A corretora pode negar ou dificultar a transferência dos investimentos?

No início de abril, depois de receber reclamações de investidores, a Comissão de Valores Mobiliários (CVM) soltou um comunicado relembrando algo que disse lá atrás, em dezembro de 2019: as corretoras devem facilitar o envio de documentos por meio digital e efetivar a transferência em até 48 horas (dois dias úteis), conforme a Instrução CVM nº 542/13 exige. O descumprimento do prazo é considerado infração grave pela autarquia.

“A Superintendência de Relações com o Mercado e Intermediários (SMI) destaca que o requerimento de transferência deve ser, preferencialmente, realizado eletronicamente. Caso contrário, poderá ser por meio físico, no qual a assinatura do cliente será validada contra a apresentação de documento de identificação válido”, diz a publicação. Destacou ainda que o documento é necessário respeitar o prazo de dois dias úteis para a efetiva transferência, claro, se os documentos e informações estiverem corretos.

O ponto principal é que, com exceção do prazo de dois dias úteis, a CVM não fala claramente que as corretoras devem tornar tudo digital. No ofício apenas diz que o custodiante de origem, aquela corretora que tem a custódia do título (não para onde ele quer mudar) "deve obedecer a procedimentos razoáveis para a realização da transferência dos valores mobiliários ao custodiante destino (corretora que vai receber o ativo), tendo em vista as necessidades dos investidores e a segurança do processo". Por “razoáveis”, dá a entender que seja um processo fácil, mas não detalha como.

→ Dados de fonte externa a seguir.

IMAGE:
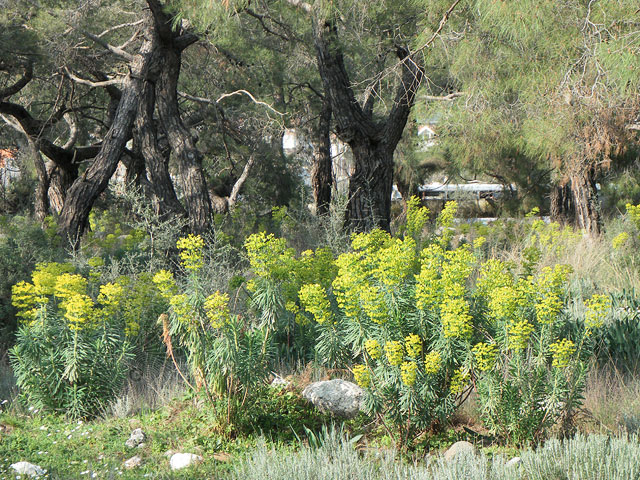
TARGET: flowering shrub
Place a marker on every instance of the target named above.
(426, 324)
(72, 349)
(227, 354)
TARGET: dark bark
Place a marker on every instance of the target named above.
(585, 201)
(156, 160)
(86, 189)
(561, 208)
(321, 172)
(371, 142)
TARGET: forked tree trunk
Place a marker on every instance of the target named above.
(86, 189)
(586, 202)
(371, 142)
(321, 171)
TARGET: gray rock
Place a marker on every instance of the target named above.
(136, 438)
(133, 462)
(183, 460)
(339, 397)
(457, 449)
(513, 462)
(26, 468)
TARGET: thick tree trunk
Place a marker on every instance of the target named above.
(183, 144)
(561, 208)
(372, 143)
(321, 172)
(585, 201)
(86, 189)
(157, 161)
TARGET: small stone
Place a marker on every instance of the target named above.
(136, 438)
(26, 468)
(133, 462)
(513, 462)
(179, 461)
(457, 449)
(339, 397)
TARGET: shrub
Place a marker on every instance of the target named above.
(72, 350)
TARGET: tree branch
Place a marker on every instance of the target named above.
(20, 84)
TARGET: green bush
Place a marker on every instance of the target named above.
(72, 351)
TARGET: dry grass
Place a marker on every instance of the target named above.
(612, 401)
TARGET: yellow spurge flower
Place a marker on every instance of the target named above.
(110, 294)
(24, 298)
(518, 334)
(619, 240)
(373, 304)
(408, 373)
(562, 351)
(598, 306)
(269, 256)
(191, 251)
(166, 284)
(314, 300)
(456, 321)
(362, 375)
(68, 285)
(77, 309)
(494, 274)
(459, 381)
(479, 242)
(417, 216)
(485, 355)
(432, 363)
(413, 345)
(548, 309)
(394, 352)
(216, 307)
(181, 308)
(372, 346)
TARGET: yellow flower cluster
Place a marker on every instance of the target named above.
(372, 346)
(191, 252)
(373, 304)
(269, 256)
(315, 301)
(417, 216)
(394, 352)
(408, 373)
(634, 213)
(361, 375)
(413, 345)
(598, 307)
(620, 240)
(181, 308)
(432, 363)
(518, 333)
(459, 381)
(166, 284)
(77, 310)
(548, 308)
(216, 306)
(110, 294)
(428, 288)
(562, 351)
(485, 355)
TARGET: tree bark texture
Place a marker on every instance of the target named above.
(183, 144)
(321, 171)
(372, 143)
(586, 202)
(86, 189)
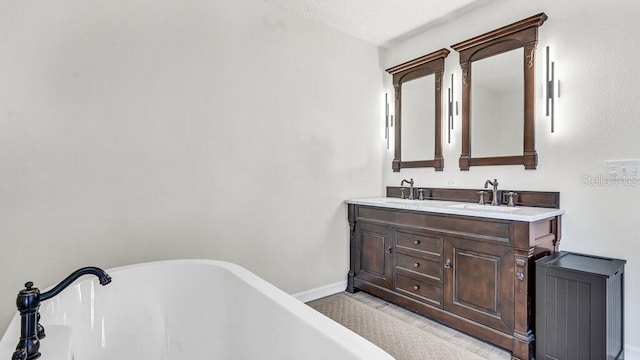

Cada instituição financeira tem seu próprio padrão, o que dificulta inclusive a fiscalização. Casos de abusos ou de exigências não mais necessárias, como o caso do reconhecimento de firma em cartório, dependem de as pessoas reclamarem para serem identificados.

Quais investimentos podem ser transferidos?

Ativos já negociados livremente no mercado e/ou estão sob custódia da bolsa, como ações, ETFs, fundos imobiliários e os títulos públicos do Tesouro somam a maior parte dos pedidos e volume de transferências.

Já os títulos privados de renda fixa, como os CDBs, LCIs, LCAs e LFs de emissão bancária e CRIs, CRAs e debêntures, de emissão via securitizadora, podem, mas precisam ser depositados na B3 para só depois mudar de custodiante.

Como esse segundo grupo exige um processo mais burocrático, nem toda instituição financeira ou plataforma informa o cliente que é possível, mas saiba que é sim.

Já os fundos de investimento são os mais controversos porque nem todos são passíveis de portabilidade. Só é possível fazer a transferência de custódia de fundos entre casas que distribuem o mesmo produto. Na prática, isso tira da jogada os fundos espelhos, os que aplicam em outro(s) fundo(s), como a família Advisory da XP, Access do BTG, Seleção do Itaú e outros tantos - todos os grandes bancos têm suas famílias de fundos espelhos. Qualquer fundo exclusivo de uma instituição fica de fora.

A própria criação de fundos espelhos ficou conhecida no mercado por ser uma estratégia de retenção de clientes, porque não dá alternativa além do resgate ao cliente que quiser sair.